Sorry, maybe I misread, but I kind of read the comment as 'what separates this from other cloud products on the market?'

So I wasn't trying to argue what is and isn't possible with cloud architecture, simply what is and isn't possible with (our) cloud-based competitors.

The process is along the lines of: 'Click Start', get taken to a screen which says 'Initializing' or similar, then maybe 2-3 minutes later you'll see something start to happen. But there is little to no data on which URLs are actually being crawled.

Sitebulb, and desktop crawlers in general, has a much quicker feedback loop.

> Sitebulb, and desktop crawlers in general, has a much quicker feedback loop.

I wasn't denying that. I'm sure it does. I am confident this is way better than most (if not all) current cloud solutions.

I just think it is unfortunate because there is no technical limitation of the cloud that prevents it from being instant on the cloud as well.

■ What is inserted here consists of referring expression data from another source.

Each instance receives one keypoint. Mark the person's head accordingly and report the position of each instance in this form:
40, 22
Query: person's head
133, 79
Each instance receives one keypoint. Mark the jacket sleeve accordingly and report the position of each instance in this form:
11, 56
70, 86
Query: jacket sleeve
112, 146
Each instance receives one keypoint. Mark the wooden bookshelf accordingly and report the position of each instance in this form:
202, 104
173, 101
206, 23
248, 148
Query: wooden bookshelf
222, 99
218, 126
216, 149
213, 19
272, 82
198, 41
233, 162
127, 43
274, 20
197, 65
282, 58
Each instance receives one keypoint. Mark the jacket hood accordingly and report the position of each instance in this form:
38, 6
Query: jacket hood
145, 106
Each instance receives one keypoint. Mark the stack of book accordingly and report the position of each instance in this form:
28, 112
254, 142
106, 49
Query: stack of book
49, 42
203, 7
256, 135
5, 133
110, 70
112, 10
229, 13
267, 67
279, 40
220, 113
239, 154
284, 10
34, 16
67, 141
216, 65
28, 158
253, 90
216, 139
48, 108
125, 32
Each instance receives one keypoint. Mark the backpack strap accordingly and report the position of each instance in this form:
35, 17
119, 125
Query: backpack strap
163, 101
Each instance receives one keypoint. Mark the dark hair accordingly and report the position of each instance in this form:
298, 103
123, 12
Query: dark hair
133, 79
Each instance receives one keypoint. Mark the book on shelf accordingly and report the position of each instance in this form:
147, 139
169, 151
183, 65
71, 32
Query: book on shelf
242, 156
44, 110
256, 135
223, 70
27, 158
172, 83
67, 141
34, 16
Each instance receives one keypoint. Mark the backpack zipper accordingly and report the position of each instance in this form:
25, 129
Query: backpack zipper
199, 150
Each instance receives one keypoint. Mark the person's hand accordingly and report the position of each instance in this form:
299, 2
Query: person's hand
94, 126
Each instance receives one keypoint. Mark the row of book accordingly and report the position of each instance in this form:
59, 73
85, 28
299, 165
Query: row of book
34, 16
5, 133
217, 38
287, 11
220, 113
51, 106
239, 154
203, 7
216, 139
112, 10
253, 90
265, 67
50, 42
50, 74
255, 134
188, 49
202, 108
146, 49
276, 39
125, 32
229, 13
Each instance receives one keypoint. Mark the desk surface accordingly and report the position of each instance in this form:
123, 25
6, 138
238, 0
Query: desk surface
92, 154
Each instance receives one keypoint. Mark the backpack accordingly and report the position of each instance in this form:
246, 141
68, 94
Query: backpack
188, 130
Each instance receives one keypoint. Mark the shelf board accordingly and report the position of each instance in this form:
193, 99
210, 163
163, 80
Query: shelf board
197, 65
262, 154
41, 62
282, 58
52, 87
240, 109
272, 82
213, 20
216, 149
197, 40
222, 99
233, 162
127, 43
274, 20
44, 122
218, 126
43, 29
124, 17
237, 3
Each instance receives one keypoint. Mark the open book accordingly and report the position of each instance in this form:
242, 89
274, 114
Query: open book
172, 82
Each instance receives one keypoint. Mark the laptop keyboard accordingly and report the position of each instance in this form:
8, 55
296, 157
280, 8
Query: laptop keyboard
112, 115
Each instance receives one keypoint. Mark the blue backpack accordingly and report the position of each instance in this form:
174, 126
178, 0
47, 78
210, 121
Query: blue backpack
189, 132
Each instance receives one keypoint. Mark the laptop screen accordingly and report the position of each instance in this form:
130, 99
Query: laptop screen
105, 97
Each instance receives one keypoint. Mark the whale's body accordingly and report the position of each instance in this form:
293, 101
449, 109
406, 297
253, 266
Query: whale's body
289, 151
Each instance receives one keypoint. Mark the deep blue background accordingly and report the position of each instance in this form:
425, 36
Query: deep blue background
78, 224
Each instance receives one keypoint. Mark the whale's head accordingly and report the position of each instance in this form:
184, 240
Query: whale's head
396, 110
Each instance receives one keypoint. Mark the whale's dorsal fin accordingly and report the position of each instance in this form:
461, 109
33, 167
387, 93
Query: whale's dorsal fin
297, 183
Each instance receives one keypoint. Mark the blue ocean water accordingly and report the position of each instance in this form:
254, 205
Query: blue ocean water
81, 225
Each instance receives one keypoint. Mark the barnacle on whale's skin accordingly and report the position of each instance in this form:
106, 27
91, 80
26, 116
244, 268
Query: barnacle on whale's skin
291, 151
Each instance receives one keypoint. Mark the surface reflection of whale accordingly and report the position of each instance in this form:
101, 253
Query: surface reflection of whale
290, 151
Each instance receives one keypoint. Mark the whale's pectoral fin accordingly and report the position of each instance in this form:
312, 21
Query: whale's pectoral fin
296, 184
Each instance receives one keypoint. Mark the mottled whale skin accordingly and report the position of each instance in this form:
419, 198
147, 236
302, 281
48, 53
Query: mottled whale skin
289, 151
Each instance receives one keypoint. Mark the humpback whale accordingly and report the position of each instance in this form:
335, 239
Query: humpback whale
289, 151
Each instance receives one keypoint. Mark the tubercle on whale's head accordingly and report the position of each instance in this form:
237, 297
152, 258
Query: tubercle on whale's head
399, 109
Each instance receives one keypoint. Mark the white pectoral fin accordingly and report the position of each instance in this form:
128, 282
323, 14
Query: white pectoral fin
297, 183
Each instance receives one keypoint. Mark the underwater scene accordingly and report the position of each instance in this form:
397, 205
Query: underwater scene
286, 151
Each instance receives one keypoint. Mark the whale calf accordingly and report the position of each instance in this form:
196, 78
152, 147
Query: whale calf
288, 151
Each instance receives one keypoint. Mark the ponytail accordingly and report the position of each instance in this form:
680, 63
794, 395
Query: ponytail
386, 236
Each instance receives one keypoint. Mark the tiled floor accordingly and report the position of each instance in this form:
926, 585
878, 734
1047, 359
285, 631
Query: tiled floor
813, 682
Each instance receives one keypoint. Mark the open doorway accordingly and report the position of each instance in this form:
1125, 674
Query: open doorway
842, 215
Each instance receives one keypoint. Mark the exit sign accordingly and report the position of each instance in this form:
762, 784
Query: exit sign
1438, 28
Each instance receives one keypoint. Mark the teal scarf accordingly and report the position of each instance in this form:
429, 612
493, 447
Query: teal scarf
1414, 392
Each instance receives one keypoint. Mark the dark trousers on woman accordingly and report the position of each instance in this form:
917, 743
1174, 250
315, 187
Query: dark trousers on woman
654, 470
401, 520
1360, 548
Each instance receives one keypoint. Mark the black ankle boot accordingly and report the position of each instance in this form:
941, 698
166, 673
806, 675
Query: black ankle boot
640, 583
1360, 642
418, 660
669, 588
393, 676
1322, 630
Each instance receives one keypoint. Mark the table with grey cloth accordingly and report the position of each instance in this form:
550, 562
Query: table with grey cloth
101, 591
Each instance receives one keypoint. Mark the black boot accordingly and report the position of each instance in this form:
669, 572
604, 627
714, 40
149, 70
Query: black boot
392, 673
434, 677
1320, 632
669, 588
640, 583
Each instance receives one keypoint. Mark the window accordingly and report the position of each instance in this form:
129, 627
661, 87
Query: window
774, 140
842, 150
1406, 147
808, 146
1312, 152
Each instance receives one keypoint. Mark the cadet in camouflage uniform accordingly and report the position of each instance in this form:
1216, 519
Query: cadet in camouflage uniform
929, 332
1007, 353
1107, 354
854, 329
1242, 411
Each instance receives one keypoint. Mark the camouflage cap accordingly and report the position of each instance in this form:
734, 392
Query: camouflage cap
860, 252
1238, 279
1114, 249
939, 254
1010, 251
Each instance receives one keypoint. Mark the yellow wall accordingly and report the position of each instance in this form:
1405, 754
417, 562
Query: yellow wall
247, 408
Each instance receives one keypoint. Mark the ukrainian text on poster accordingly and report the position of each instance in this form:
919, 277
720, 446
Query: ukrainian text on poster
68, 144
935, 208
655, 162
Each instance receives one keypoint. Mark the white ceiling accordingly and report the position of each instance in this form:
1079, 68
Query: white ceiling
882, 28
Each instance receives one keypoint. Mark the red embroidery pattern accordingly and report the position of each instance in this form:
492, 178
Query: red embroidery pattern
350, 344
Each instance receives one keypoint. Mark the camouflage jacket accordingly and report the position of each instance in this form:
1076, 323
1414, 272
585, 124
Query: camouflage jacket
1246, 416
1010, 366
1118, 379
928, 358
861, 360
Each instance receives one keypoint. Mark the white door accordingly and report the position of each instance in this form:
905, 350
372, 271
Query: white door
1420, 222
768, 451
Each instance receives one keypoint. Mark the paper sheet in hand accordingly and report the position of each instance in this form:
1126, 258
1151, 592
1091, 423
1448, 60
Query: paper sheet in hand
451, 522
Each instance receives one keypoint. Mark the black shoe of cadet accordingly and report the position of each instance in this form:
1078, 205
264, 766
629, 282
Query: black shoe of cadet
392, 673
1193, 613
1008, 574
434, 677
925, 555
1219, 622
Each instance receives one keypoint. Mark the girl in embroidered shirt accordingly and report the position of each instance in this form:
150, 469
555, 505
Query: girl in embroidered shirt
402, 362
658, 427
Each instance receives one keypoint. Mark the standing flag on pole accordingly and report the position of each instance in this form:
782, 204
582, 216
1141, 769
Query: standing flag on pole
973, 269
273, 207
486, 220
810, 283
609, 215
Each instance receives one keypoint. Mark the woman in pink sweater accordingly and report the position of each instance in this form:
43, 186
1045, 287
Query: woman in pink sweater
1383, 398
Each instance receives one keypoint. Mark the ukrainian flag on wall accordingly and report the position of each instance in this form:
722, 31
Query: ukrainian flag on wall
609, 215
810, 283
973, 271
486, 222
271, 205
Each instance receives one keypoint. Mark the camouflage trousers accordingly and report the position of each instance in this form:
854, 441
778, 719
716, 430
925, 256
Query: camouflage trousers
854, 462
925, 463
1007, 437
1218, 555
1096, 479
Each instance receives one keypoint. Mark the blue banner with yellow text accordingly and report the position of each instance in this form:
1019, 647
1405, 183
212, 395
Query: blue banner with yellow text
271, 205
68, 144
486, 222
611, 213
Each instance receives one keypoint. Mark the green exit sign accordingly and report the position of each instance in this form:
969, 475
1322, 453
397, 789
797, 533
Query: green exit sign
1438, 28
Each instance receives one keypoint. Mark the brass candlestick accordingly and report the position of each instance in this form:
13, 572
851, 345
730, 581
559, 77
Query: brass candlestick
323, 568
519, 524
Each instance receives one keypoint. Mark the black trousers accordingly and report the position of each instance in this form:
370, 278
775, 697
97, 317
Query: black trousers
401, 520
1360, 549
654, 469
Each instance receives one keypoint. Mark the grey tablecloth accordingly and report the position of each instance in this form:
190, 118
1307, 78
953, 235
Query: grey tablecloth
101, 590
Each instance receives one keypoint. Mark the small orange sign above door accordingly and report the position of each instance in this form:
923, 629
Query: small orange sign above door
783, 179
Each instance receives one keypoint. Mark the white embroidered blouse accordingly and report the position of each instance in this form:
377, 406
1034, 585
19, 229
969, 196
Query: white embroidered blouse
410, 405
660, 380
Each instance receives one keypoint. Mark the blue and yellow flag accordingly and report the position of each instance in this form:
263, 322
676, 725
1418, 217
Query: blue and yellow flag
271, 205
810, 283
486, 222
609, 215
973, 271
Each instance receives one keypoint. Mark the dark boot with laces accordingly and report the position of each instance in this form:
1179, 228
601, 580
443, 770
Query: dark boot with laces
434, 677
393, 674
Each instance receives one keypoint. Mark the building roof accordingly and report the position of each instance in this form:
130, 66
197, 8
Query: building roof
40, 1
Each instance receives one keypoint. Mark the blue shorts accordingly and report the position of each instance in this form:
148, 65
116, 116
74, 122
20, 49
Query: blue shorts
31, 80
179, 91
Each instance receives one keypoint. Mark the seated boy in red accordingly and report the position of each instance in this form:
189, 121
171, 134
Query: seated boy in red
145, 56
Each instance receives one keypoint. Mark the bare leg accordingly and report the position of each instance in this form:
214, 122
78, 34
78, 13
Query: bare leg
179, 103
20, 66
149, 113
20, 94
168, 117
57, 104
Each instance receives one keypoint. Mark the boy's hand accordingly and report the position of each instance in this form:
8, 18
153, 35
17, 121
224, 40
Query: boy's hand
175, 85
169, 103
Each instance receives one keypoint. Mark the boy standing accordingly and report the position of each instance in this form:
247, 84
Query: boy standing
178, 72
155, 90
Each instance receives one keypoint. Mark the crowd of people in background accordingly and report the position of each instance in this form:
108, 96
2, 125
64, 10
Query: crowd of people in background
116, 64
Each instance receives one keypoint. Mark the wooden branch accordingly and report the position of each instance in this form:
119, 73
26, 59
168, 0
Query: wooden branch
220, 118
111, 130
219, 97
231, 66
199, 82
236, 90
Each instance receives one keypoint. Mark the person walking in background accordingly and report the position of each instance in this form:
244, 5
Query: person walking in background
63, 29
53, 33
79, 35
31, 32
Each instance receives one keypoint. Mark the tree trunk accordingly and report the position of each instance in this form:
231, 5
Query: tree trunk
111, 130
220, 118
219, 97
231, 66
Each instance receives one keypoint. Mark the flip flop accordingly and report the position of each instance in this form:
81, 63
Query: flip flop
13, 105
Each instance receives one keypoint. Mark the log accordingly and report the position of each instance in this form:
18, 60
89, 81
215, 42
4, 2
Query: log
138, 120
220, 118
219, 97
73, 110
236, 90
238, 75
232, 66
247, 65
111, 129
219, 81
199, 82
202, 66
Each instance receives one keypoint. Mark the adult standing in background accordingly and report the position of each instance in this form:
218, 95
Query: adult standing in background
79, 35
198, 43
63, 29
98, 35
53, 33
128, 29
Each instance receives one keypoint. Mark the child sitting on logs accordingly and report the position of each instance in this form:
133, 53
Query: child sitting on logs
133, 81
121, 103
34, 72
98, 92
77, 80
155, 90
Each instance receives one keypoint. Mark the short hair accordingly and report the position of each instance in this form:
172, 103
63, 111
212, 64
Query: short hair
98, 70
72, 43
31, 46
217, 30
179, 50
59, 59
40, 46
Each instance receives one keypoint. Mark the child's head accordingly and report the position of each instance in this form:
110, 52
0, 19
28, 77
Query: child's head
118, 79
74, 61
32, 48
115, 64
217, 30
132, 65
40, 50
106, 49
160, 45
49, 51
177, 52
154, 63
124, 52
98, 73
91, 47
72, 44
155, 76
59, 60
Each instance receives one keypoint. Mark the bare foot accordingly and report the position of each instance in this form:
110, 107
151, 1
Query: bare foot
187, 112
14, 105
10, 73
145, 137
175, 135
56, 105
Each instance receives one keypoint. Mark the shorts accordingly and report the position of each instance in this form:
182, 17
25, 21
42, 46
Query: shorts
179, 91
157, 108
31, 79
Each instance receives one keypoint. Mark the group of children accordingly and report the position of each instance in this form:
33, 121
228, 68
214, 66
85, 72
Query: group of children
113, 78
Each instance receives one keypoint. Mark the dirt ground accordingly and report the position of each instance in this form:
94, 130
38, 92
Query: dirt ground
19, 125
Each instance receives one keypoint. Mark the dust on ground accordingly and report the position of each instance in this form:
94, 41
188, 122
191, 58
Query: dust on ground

The cloud can't handle spikes well (1,000 customers all unexpectedly try to scan at once) but if the load is predictable, linear, or easily done in parallel which I suspect it is for this use case than it is perfectly doable with no delay on the cloud.

Deepcrawl does that, but again it entirely depends on the website type and infastructure you have got.
The one advantage that I can think of is this can run on websites that are in development and not accessible to something running in the cloud. A lot of enterprise websites have their dev/stage behind a VPN and being able to run this against those without having to find out how to jump through hoops would be really nice (which is looks like this is capable of doing since you just need to feed it a URL). On top of that you also don't have to worry about what they're doing with the data output by the program on their server.
> On top of that you also don't have to worry about what they're doing with the data output by the program on their server.

Why would you care if the site is available in the Internet and you can't control who is browsing it?

This is a valid argument only for internal websites which are not a subject for SEO anyway.

But it can run on sites that will be public but are not yet deployed.
Yep exactly. All crawls are stored locally so there is no data issue to worry about.